Das Bundesgericht stellt damit klar, dass Finanzdienstleister bei vereinbartem Risikotransfer bislang nicht für Cyber-Schäden haften sollen, welche in der Sphäre des Kunden entstehen, solange keine klaren Signale vorliegen, die den Finanzdienstleister zu einer erhöhen Sorgfalt hätten animieren müssen. Wer Opfer eines CEO-Frauds wird, sollte gemeinsam mit dem Finanzdienstleister zunächst sämtliche faktischen Wege ausloten, um das verlorene Geld zurückzubekommen.

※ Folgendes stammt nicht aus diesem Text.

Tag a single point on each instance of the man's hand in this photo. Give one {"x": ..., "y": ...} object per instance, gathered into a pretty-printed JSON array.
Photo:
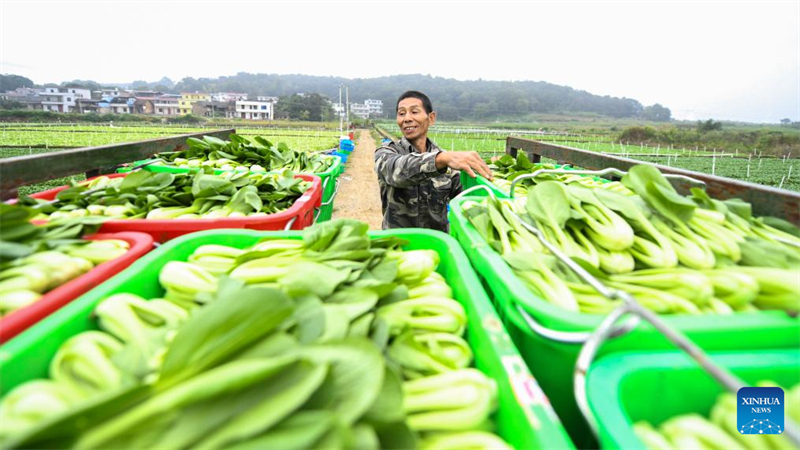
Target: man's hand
[{"x": 469, "y": 162}]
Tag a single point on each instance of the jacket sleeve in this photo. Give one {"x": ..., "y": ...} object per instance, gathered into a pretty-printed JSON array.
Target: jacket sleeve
[
  {"x": 402, "y": 171},
  {"x": 457, "y": 187}
]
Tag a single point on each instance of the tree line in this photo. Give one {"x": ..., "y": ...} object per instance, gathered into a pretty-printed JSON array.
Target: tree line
[{"x": 478, "y": 100}]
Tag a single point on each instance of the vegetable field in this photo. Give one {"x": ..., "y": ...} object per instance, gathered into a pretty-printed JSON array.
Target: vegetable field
[
  {"x": 50, "y": 136},
  {"x": 259, "y": 323},
  {"x": 740, "y": 165}
]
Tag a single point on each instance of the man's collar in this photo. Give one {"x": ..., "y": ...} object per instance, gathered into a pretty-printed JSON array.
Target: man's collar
[{"x": 411, "y": 149}]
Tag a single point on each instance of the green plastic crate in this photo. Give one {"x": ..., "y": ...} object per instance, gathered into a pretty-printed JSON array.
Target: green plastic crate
[
  {"x": 524, "y": 417},
  {"x": 552, "y": 363},
  {"x": 628, "y": 387},
  {"x": 328, "y": 178},
  {"x": 468, "y": 182}
]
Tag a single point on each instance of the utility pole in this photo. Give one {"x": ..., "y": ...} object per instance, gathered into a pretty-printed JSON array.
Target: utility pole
[{"x": 341, "y": 116}]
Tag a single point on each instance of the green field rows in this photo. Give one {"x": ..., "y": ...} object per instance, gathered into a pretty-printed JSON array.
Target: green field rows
[
  {"x": 70, "y": 136},
  {"x": 773, "y": 172}
]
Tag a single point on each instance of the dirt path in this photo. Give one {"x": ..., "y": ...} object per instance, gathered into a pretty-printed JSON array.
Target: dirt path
[{"x": 359, "y": 196}]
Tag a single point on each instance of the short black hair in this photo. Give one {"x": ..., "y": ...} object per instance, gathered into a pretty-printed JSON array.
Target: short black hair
[{"x": 426, "y": 102}]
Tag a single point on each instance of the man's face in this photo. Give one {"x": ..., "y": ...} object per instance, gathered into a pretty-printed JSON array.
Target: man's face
[{"x": 412, "y": 118}]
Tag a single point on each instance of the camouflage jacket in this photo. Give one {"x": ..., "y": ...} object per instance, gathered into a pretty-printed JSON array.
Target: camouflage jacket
[{"x": 413, "y": 193}]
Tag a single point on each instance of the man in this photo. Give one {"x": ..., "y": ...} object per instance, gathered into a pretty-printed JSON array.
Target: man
[{"x": 417, "y": 178}]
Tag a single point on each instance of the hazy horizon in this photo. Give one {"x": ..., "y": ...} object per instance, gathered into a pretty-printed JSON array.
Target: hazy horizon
[{"x": 735, "y": 61}]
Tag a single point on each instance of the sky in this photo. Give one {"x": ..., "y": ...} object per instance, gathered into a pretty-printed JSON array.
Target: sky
[{"x": 721, "y": 60}]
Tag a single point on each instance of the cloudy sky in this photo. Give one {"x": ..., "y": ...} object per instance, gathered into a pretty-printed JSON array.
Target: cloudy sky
[{"x": 722, "y": 60}]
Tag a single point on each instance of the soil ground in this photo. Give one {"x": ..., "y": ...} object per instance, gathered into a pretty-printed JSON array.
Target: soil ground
[{"x": 359, "y": 195}]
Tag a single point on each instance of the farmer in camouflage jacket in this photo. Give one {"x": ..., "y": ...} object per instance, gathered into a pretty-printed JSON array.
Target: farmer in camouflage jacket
[{"x": 416, "y": 185}]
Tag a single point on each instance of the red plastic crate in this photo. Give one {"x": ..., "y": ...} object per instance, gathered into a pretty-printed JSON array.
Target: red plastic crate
[
  {"x": 18, "y": 321},
  {"x": 302, "y": 212}
]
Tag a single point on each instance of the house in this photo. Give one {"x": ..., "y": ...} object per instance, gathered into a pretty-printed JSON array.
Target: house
[
  {"x": 338, "y": 108},
  {"x": 144, "y": 105},
  {"x": 214, "y": 109},
  {"x": 62, "y": 99},
  {"x": 228, "y": 96},
  {"x": 27, "y": 96},
  {"x": 375, "y": 106},
  {"x": 116, "y": 105},
  {"x": 255, "y": 110},
  {"x": 359, "y": 110},
  {"x": 167, "y": 105},
  {"x": 87, "y": 105},
  {"x": 106, "y": 93},
  {"x": 188, "y": 99}
]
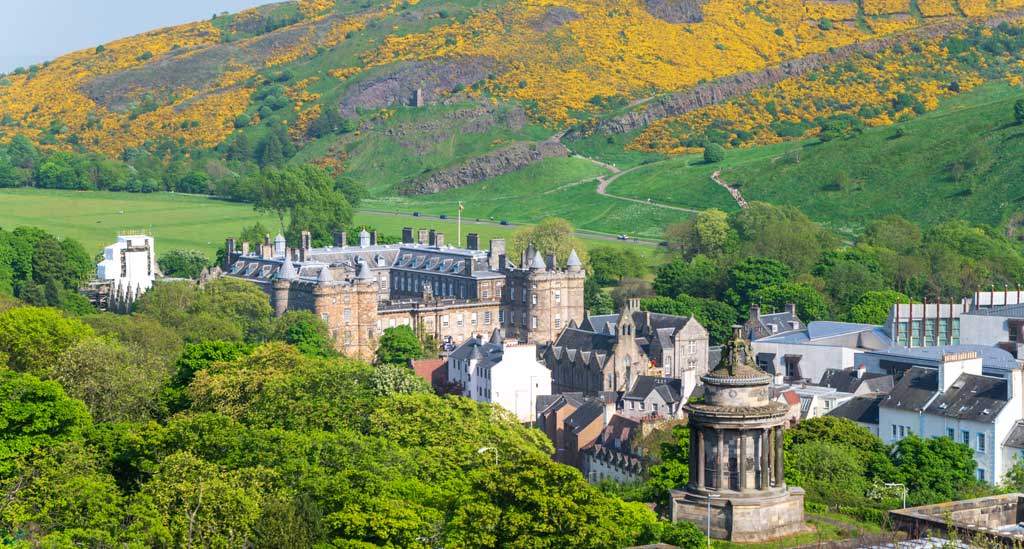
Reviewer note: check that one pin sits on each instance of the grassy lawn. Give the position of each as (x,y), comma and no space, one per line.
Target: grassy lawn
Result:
(94,218)
(962,161)
(553,187)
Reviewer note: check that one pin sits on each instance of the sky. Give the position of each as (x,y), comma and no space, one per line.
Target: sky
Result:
(34,31)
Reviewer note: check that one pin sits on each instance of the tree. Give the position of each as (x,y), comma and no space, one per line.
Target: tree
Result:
(699,278)
(305,331)
(714,153)
(751,276)
(182,263)
(115,383)
(608,265)
(551,236)
(873,306)
(35,414)
(398,345)
(33,339)
(810,304)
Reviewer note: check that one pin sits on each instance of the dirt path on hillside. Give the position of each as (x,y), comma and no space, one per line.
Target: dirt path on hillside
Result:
(717,177)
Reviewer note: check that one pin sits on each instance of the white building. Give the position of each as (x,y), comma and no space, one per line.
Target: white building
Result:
(500,371)
(956,400)
(131,265)
(806,354)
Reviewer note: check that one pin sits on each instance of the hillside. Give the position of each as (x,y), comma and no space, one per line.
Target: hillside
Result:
(422,97)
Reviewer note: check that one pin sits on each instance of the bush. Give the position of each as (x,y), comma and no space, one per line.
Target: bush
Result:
(714,153)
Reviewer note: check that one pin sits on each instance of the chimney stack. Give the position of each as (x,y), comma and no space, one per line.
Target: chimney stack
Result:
(497,251)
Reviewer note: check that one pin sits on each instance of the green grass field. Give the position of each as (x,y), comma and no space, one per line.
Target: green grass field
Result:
(963,161)
(94,218)
(554,187)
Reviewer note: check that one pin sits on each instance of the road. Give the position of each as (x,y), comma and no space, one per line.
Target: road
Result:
(473,221)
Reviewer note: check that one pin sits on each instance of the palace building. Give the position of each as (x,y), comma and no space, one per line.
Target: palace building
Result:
(436,289)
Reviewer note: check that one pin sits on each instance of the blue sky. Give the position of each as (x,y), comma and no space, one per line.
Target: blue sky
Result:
(34,31)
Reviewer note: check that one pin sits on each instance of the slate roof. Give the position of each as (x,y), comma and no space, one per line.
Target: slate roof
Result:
(1016,436)
(913,391)
(972,397)
(847,381)
(859,409)
(670,389)
(585,416)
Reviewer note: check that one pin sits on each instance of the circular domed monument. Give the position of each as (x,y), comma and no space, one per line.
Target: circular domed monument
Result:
(736,456)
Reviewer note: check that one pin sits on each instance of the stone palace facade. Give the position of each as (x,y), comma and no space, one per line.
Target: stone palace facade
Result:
(436,289)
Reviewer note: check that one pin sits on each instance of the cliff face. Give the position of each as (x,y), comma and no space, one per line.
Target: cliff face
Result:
(508,160)
(726,88)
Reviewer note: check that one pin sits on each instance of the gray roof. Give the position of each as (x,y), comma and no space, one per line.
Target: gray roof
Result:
(859,409)
(585,416)
(573,260)
(913,391)
(669,388)
(287,270)
(1016,436)
(1010,311)
(972,397)
(991,357)
(821,330)
(849,381)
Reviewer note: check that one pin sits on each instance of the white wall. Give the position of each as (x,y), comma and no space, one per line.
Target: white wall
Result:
(814,359)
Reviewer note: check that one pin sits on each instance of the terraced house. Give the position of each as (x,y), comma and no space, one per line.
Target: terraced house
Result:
(438,290)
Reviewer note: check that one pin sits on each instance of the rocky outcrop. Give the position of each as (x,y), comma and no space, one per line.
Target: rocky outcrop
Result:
(500,162)
(398,83)
(555,16)
(676,10)
(723,89)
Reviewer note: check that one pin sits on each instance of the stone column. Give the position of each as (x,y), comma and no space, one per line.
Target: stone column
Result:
(763,457)
(779,472)
(701,458)
(694,461)
(741,461)
(720,463)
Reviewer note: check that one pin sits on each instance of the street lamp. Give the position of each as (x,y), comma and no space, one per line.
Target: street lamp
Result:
(710,497)
(488,449)
(901,486)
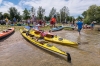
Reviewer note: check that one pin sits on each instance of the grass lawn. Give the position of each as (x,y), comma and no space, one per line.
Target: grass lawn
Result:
(46,28)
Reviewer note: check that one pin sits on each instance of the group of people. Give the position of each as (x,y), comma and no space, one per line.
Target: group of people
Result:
(35,22)
(80,25)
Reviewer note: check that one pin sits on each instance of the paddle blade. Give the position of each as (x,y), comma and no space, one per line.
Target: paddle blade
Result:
(68,57)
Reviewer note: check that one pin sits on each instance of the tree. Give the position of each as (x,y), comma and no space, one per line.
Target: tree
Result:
(92,14)
(79,18)
(6,15)
(26,14)
(52,12)
(64,13)
(1,16)
(14,13)
(40,13)
(32,11)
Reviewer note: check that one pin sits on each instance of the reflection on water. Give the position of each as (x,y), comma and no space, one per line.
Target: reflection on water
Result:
(16,51)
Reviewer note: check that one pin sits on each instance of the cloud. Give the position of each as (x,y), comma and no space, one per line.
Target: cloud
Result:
(0,1)
(76,7)
(6,5)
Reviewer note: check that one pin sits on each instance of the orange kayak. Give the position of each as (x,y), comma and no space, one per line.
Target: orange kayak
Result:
(6,32)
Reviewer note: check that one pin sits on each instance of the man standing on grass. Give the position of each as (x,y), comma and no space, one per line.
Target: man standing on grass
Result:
(80,25)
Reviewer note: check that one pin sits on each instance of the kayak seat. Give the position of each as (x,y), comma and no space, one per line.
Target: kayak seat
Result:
(49,45)
(49,36)
(43,42)
(60,39)
(4,31)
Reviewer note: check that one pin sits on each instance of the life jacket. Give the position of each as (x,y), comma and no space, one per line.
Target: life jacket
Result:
(53,19)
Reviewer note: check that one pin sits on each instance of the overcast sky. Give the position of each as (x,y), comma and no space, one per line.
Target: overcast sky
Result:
(76,7)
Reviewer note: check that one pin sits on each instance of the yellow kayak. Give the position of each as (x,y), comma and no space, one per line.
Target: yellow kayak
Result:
(54,38)
(43,44)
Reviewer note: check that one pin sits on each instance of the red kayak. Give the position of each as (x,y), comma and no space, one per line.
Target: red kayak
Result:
(7,32)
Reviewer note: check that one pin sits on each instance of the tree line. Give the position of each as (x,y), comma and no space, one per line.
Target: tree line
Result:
(91,14)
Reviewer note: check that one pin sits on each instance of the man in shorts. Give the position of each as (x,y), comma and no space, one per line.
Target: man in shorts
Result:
(80,25)
(53,21)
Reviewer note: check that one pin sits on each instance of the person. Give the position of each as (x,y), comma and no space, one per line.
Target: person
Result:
(92,25)
(28,21)
(14,20)
(53,21)
(80,25)
(34,20)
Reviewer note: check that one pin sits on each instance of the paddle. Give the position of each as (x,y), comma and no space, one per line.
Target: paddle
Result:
(68,57)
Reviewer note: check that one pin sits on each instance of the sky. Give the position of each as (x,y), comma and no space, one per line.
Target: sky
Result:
(76,7)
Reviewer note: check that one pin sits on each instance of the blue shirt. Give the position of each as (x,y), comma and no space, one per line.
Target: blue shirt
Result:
(79,24)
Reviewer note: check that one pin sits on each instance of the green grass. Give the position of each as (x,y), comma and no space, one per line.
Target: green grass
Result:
(46,28)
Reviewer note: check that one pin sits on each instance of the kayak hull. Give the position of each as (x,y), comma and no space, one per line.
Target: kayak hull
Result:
(6,33)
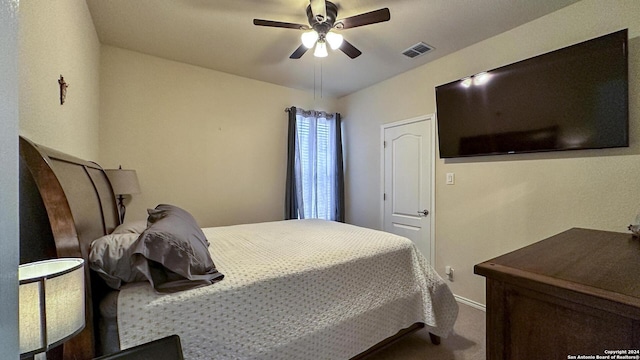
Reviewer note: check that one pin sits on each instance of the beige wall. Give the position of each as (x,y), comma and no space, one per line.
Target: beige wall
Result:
(501,203)
(9,232)
(57,37)
(210,142)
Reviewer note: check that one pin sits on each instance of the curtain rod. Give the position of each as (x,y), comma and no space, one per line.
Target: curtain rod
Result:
(289,109)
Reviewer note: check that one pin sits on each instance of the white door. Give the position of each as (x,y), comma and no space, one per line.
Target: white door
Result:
(407,181)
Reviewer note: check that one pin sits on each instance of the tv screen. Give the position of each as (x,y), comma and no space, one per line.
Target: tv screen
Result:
(572,98)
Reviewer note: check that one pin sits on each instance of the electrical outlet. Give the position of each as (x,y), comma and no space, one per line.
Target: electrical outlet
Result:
(449,271)
(451,178)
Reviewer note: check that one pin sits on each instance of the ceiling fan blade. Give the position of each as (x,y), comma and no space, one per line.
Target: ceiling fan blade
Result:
(299,52)
(349,49)
(371,17)
(319,10)
(280,24)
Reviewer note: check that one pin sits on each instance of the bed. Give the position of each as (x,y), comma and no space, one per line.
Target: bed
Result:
(296,289)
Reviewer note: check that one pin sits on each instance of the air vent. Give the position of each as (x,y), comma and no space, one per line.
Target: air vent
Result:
(417,50)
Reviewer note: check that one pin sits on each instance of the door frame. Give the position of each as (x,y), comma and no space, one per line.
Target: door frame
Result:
(430,120)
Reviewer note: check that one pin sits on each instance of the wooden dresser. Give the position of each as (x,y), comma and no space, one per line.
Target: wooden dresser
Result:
(576,293)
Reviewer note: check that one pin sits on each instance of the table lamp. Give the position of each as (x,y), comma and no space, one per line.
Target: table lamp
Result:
(123,182)
(51,306)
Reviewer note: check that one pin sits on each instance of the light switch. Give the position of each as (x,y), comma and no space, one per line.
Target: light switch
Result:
(451,178)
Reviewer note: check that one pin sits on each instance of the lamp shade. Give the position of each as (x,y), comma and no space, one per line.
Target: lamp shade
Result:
(51,308)
(321,49)
(124,182)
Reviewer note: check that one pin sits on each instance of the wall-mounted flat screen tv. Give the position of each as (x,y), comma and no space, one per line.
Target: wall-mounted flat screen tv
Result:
(573,98)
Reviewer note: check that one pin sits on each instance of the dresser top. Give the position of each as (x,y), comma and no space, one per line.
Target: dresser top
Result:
(582,260)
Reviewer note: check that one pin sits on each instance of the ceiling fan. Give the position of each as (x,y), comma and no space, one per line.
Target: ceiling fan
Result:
(321,15)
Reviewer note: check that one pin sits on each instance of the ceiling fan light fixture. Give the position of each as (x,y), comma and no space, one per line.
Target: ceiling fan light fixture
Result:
(321,49)
(309,38)
(334,40)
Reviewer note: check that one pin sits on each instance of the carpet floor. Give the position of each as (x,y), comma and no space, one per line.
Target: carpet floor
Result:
(466,342)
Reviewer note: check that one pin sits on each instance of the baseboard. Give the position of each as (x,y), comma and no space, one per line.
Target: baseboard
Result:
(473,304)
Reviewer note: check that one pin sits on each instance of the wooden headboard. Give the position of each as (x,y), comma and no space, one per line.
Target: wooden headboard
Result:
(65,204)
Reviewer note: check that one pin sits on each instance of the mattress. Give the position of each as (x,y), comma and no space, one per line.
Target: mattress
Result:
(296,289)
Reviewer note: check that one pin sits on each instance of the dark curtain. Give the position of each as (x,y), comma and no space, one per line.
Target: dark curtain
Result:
(291,203)
(339,195)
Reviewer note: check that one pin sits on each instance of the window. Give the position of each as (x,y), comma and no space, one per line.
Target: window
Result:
(318,176)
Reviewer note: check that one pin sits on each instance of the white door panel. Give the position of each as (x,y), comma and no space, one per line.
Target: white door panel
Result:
(407,181)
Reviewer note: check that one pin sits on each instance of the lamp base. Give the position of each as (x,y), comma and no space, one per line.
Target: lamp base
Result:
(121,208)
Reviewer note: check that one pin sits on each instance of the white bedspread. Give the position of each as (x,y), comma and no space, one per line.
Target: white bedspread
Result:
(297,289)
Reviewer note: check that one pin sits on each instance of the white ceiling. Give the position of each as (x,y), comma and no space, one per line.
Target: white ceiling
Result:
(220,35)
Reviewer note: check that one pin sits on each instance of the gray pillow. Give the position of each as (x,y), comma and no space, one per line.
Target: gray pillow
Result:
(172,253)
(135,227)
(110,257)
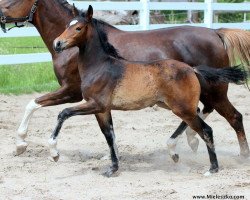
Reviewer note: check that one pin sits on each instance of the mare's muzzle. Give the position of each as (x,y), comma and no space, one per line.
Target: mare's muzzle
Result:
(29,18)
(58,46)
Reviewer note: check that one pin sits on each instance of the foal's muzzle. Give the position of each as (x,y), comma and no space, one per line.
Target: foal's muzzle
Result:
(58,46)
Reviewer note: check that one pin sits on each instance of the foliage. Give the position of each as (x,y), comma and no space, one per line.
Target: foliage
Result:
(172,16)
(18,79)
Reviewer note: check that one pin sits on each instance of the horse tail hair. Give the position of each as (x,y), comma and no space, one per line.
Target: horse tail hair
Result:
(237,45)
(235,74)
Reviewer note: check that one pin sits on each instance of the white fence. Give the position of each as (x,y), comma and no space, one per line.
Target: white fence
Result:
(144,6)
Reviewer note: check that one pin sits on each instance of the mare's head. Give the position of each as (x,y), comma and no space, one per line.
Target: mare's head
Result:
(76,32)
(16,11)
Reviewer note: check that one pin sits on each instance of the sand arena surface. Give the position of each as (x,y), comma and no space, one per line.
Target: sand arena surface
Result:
(146,170)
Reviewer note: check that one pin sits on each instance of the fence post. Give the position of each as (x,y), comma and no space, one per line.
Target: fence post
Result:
(208,14)
(144,15)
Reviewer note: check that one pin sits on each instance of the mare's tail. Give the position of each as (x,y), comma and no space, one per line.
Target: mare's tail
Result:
(234,74)
(237,45)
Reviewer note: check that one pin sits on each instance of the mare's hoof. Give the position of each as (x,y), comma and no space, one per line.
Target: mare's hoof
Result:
(175,158)
(194,144)
(56,158)
(211,171)
(21,148)
(111,172)
(245,154)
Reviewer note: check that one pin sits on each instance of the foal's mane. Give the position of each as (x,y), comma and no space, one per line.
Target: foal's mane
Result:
(99,25)
(66,5)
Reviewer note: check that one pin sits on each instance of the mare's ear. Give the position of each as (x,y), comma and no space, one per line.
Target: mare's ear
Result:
(75,11)
(89,13)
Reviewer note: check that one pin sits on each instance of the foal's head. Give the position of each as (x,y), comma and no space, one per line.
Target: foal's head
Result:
(76,32)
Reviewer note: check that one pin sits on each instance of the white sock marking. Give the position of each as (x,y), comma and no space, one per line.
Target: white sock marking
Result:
(53,147)
(22,130)
(190,132)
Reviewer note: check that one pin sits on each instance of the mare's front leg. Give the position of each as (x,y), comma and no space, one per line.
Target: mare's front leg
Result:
(106,126)
(63,95)
(90,107)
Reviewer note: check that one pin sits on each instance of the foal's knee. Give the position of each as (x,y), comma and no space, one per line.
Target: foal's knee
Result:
(208,136)
(64,114)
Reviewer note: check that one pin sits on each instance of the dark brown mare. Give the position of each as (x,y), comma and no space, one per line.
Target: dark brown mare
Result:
(108,82)
(192,45)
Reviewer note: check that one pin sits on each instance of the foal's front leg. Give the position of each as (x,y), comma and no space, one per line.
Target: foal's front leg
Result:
(90,107)
(106,126)
(62,95)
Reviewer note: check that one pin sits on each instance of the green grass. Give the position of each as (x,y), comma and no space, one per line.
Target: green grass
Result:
(27,78)
(22,45)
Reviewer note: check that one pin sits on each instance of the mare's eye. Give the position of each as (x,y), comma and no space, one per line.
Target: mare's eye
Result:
(78,29)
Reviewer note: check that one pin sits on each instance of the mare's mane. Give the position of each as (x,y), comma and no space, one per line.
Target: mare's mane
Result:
(107,47)
(66,5)
(99,25)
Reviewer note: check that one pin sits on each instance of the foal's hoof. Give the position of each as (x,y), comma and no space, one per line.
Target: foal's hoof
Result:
(55,158)
(175,158)
(211,171)
(111,172)
(21,148)
(194,144)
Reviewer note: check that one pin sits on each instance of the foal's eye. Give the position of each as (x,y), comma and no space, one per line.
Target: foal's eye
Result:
(78,29)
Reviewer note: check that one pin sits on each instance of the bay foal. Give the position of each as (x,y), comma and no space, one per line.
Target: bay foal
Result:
(189,44)
(108,82)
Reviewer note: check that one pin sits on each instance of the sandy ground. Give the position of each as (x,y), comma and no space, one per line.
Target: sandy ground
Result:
(146,171)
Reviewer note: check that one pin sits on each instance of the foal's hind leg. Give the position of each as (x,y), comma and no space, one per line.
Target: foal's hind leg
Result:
(21,144)
(206,133)
(106,126)
(228,111)
(193,141)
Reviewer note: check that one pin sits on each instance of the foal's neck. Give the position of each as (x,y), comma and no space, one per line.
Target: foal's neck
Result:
(50,20)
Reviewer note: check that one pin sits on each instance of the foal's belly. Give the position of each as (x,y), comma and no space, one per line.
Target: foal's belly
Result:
(137,89)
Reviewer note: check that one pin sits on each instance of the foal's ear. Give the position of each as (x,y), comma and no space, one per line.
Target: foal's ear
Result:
(89,14)
(75,11)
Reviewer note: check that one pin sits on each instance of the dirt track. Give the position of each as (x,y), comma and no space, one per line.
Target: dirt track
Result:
(146,171)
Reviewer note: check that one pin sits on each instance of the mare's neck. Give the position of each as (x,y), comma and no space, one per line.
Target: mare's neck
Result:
(91,52)
(50,20)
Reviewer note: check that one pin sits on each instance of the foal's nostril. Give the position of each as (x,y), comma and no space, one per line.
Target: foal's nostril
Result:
(58,44)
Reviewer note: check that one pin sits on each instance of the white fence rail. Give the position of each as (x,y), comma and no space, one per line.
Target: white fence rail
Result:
(144,6)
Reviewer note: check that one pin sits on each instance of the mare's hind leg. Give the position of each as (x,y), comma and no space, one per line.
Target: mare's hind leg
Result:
(172,141)
(228,111)
(193,141)
(206,133)
(106,126)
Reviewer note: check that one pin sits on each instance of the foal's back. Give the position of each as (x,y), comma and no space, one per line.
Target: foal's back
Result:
(165,81)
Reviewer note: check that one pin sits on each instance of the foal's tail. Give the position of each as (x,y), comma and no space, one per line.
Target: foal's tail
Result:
(237,45)
(234,74)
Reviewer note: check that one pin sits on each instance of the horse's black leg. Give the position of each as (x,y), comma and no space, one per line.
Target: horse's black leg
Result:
(206,134)
(235,119)
(193,141)
(106,126)
(172,141)
(87,108)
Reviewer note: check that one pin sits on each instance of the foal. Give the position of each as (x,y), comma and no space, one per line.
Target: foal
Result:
(108,82)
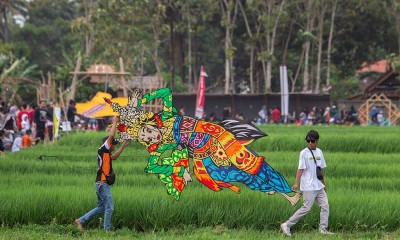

Scheitert dies, ist eine dezidierte rechtliche Analyse der Vertragsbeziehungen sowie aller Umstände, die zur Auslösung der unberechtigten Transaktion geführt haben, unumgänglich. Spiegelbildlich müssen sich Finanzdienstleister, die zu Unrecht wegen eine CEO-Fraud-Zahlung in Anspruch genommen werden, gewissenhaft mit dem Sachverhalt und der eigene Policy auseinandersetzen. Die Compliance-Officer von Finanzdienstleistern sollten die oben genannten Erwägungen in ihren Compliance-Richtlinien einfliessen lassen. Auf Kundenseite sollten hingegen folgende „red flags“ bei Verdacht eines CEO-Frauds entstehen:

  • Unbekannte Personen legitimieren sich unerwartet als Vertretung der zur Anweisung von Zahlungen berufenen Leitungsorgane (bspw. Anwalt des Geschäftsführers)
  • E-Mails von Leitungsorganen zur Zahlungsanweisung stammen nicht von der Geschäfts E-Mail-Adresse
  • fehlerhafte Grammatik im Auftrag
  • angeblich hohe Dringlichkeit
  • Androhung von Haftung bzw. arbeitsrechtlicher Konsequenzen Entlassung
  • Ungewöhnlichkeiten bei Höhe und Anzahl der Transaktionen
  • Vorgeblich bedarf ein neues Projekt eine sofortige und grösserer Investition, hierzu gibt es aber weder eine Historie noch eine Vorabbekanntmachung

Es bleibt abzuwarten, ob und wann sich die Vielzahl der CEO-Frauds, welche mittlerweile deutlich schwieriger zu erkennen und durch KI-Anwendungen wesentlich schneller aufzusetzen sind in gerichtlichen Auseinandersetzungen wiederfinden und wie die Rechtsprechung auf die neuen technischen Entwicklungen reagiert.

 

 

[1] https://www.inside-it.ch/knapp-zwei-drittel-der-schweizer-firmen-von-cyberangriff-betroffen-20230321.

[2] https://www.ncsc.admin.ch/ncsc/de/home/cyberbedrohungen/ceo-betrug.html.

[3] Stark zusammengefasster Sachverhalt basierend auf Bundesgericht, Urteil vom 9. Juli 2020, Az.: 4A_9/2020.